Great earthquakes, and the shaking of heaven and earth, are put for the shaking of kingdoms, so as to distract and overthrow them; the creating a new heaven and earth, and the passing away of an old one, or the beginning and end of a world, for the rise and ruin of a body politic signified thereby.
The sun, for the whole species and race of kings, in the kingdoms of the world politic; the moon, for the body of the common people, considered as the king's wife; the stars, for subordinate princes and great men; or for bishops and rulers of the people of God, when the sun is Christ: setting of the sun, moon, and stars. darkening the sun, TURNING the moon into blood and falling of the stars, for the ceasing of a kingdom. " Sir 1. Newton's Observations on the Prophecies, Part I., chap. 2.
These observations are of great consequence and use, in explaining the phraseology of the prophets.

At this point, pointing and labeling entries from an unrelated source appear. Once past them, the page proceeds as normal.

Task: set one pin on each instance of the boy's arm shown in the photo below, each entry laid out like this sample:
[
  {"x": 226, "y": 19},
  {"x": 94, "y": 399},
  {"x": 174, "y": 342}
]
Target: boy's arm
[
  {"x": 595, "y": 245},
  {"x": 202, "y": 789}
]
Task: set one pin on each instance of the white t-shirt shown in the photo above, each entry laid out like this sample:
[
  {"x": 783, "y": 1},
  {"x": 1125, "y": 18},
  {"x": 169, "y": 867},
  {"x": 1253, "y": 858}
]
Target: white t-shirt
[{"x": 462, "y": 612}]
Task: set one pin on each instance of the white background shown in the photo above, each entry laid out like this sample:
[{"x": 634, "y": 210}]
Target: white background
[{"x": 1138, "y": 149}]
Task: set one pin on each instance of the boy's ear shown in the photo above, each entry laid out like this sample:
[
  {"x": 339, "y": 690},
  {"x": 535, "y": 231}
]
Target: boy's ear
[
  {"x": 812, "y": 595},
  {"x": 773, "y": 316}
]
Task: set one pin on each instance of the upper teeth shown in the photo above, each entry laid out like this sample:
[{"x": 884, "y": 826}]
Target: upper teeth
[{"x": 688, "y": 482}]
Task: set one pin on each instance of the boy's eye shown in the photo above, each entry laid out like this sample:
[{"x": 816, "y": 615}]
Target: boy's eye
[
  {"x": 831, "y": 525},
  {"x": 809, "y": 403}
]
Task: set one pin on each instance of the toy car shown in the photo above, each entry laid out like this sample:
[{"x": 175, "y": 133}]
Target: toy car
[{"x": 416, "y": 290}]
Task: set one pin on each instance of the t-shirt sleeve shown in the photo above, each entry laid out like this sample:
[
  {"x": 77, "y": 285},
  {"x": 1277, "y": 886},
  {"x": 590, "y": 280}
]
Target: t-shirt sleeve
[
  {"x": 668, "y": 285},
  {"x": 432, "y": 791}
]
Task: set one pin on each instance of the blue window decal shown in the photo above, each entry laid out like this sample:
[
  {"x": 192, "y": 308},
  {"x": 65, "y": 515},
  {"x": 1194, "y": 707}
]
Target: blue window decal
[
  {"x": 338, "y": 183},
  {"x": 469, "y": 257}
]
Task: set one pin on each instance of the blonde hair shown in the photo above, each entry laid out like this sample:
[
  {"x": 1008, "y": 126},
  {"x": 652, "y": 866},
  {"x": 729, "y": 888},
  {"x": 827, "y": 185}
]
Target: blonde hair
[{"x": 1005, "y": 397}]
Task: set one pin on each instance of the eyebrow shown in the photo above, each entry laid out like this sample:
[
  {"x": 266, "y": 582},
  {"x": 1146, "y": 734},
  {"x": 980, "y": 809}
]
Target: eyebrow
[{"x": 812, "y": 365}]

The short glance which the prophet gave at the promised restoration of the people of God and the Messiah's kingdom, in the close of the preceding chapter, makes him break out into a rapturous song of praise in this, where although he alludes to temporal mercies, such as the destruction of the cities which had been at war with Zion, the ruin of Moab, and other signal interpositions of Divine Providence in behalf of the Jews; yet he is evidently impressed with a more lively sense of future and much higher blessings under the Gospel dispensation, in the plenitude of its revelation, of which the temporal deliverances vouchsafed at various tines to the primitive kingdoms of Israel and Judah were the prototypes, 1-5. These blessings are described under the figure of a feast made for all nations, 6; the removing of a veil from their faces, 7; the total extinction of the empire of death by the resurrection from the dead, the exclusion of all sorrow, and the final overthrow of all the enemies of the people of God, 8-12. It does not appear to me that this chapter has any close and particular connection with the chapter immediately preceding, taken separately, and by itself. The subject of that was the desolation of the land of Israel and Judah, by the just judgment of God, for the wickedness and disobedience of the people: which, taken by itself, seems not with any propriety to introduce a hymn of thanksgiving to God for his mercies to his people in delivering them from their enemies. But taking the whole course of prophecies, from the thirteenth to the twenty- fourth chapter inclusive, in which the prophet foretells the destruction of several cities and nations, enemies to the Jews, and of the land of Judah itself, yet with intimations of a remnant to be saved, and a restoration to be at length effected by a glorious establishment of the kingdom of God: with a view to this extensive scene of God's providence in all its parts, and in all its consequences, the prophet may well be supposed to break out into this song of praise; in which his mind seems to be more possessed with the prospect of future mercies than with the recollection of the past. - L.